I was trying to knock down a little bit of BBA by overdosing Flourish Excel (which they say not to do right on the bottle...) and found my beautiful 6" pictus cat floating on the surface today .

I dosed approximately 2x the recommended dose for 2 days, I have done it before with good results in the past, and the only difference now is better overall fertilizer dosing and slightly higher co2 levels than the last time.

All of the other fish seem fine, including the oto's (who I would think would be the most sensitive).

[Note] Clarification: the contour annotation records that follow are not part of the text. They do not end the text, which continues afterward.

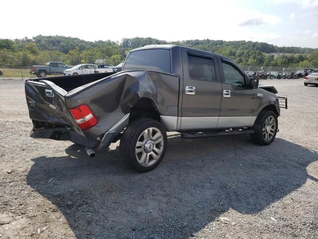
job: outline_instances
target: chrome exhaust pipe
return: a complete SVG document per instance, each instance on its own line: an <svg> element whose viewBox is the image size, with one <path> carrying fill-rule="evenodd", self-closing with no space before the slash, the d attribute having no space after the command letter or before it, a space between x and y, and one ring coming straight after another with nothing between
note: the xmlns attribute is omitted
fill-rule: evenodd
<svg viewBox="0 0 318 239"><path fill-rule="evenodd" d="M92 158L93 157L95 156L95 155L96 154L95 153L95 151L93 150L91 148L85 148L85 150L86 150L86 153L91 158Z"/></svg>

I did a 50% water change and will probably do another tomorrow just to be sure.

What a bummer.


----------



## Zapins (Jul 28, 2004)

I don't think it was the excel.

Your title is misleading! I thought you were talking about the cute fluffy kind


----------



## Logan's Daddy (May 3, 2008)

yeah, maybe I did that little play on words in the title on purpose a little...

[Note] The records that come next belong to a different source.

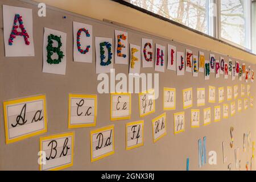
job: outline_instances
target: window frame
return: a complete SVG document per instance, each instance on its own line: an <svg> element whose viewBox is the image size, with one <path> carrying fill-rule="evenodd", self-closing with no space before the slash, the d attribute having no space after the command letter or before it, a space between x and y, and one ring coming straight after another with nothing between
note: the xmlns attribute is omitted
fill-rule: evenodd
<svg viewBox="0 0 256 182"><path fill-rule="evenodd" d="M216 1L216 6L217 10L217 16L216 18L216 26L217 27L216 29L216 31L217 31L217 36L216 36L216 38L220 39L223 42L226 42L229 44L232 44L235 47L238 47L240 49L244 49L246 52L249 52L250 53L253 52L252 50L252 30L251 30L251 23L252 23L252 19L251 19L251 1L250 0L247 1L249 3L246 5L247 7L249 8L248 13L247 13L247 16L248 16L248 27L246 27L246 36L247 37L246 40L246 47L243 47L241 45L237 44L232 41L225 39L221 37L221 1ZM247 26L247 25L246 25Z"/></svg>
<svg viewBox="0 0 256 182"><path fill-rule="evenodd" d="M210 3L214 3L216 6L214 6L216 7L216 9L214 10L214 12L216 12L216 16L212 16L212 19L211 20L211 21L212 21L212 23L211 25L211 27L209 26L208 27L210 27L212 28L212 31L213 33L210 34L210 32L209 32L209 34L213 34L213 35L208 35L207 34L205 34L204 32L200 32L196 29L193 29L192 28L190 28L184 24L181 24L180 23L178 23L177 22L175 22L174 20L172 20L170 19L165 18L163 16L159 15L158 14L156 14L153 12L150 11L146 9L143 9L141 7L135 6L132 3L131 3L130 2L130 0L111 0L112 1L114 1L118 3L119 3L123 5L125 5L127 6L129 6L130 7L133 8L137 10L138 10L139 11L141 11L142 13L147 14L150 15L151 15L155 18L160 19L161 20L164 20L164 21L167 21L168 22L172 24L175 24L176 26L178 26L179 27L181 27L187 29L188 30L190 30L191 31L193 31L195 33L197 33L198 34L200 34L201 35L203 35L204 36L206 36L208 37L211 39L214 40L217 40L219 42L221 42L223 44L228 45L229 46L231 46L232 47L236 48L238 49L240 49L241 51L243 51L244 52L246 52L247 53L249 53L251 55L256 56L256 54L254 53L253 52L253 49L252 49L252 27L251 27L251 23L252 23L252 12L251 12L251 0L249 0L249 4L250 4L250 7L251 8L249 9L249 11L248 12L248 14L249 15L249 17L250 17L250 20L249 20L249 28L247 28L247 34L248 34L248 36L249 36L250 38L249 39L249 42L247 43L247 44L249 44L249 47L250 47L250 48L246 48L245 47L243 47L242 46L241 46L238 44L237 44L234 42L233 42L232 41L230 41L229 40L227 40L225 38L222 38L221 37L221 15L220 15L220 13L221 13L221 3L220 3L220 1L218 0L209 0L210 1L210 3L209 3L209 4L210 4ZM209 12L209 11L208 11L208 12Z"/></svg>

but back to the point, The only thing that changed was the excel, a few hours after I added it (35ml initial dose for 34 gallons of water) the water was looking pretty cloudy. I just kind of ignored it and the next day added another 6ml before going to work. The next day (today) I did the same 6ml and when I got home there floated the cat.

There was one other bit of strange behavior from my sae's on the second and third days, they just continuously swam toward the filter outlet, and I mean continuously, like salmon swimming upstream to spawn. after the water change they have gone back to their normal more relaxed selves.


----------



## JanS (Apr 14, 2004)

Sorry to hear about your Pictus. I'm not a big fan of OD'ing with the Excel, but perhaps there were a few other factors that played into the equation that weren't there before. 
How old was the cat? If it was getting up in age, maybe he just wasn't as resistant to it as he was before.


----------



## Logan's Daddy (May 3, 2008)

I really haven't changed anything for weeks. 

The fish was just over two years old and still growing well, he measured out at 5 1/2 inches when I took him out.

The day I dosed the Excel the water clouded, the fish started acting funny (swimming relentlessly toward filter outlet), and as I look over the plants my 2 week old spiral val that did have all kinds of new growth has melted. 

After the water change all is clear, fish behaving normally, and fingers are crossed for the val recovering.

I really think it would be just a little too much of a coincidence that my fish died and the others acted up and my plant melted all within 2 days of dumping in way too much excel.


----------



## davemonkey (Mar 29, 2008)

Maybe it was a combination of things. I O.D.'d excel 6 days straight at 3x and my Pictus and SAE's never seemed bothered.

Hmm, can excel 'expire'? Maybe you got a bad batch, or it was more concentrated for some reason?

Strange. Sorry to hear about the Pictus.

-Dave


----------



## Logan's Daddy (May 3, 2008)

Yeah thanks Dave, I really liked that fish, good personality and beautiful... oh well.

On a side note, the excel DID take care of my algae problem, everything turned reddish or white and fell off. So I guess the glass is still half full.


----------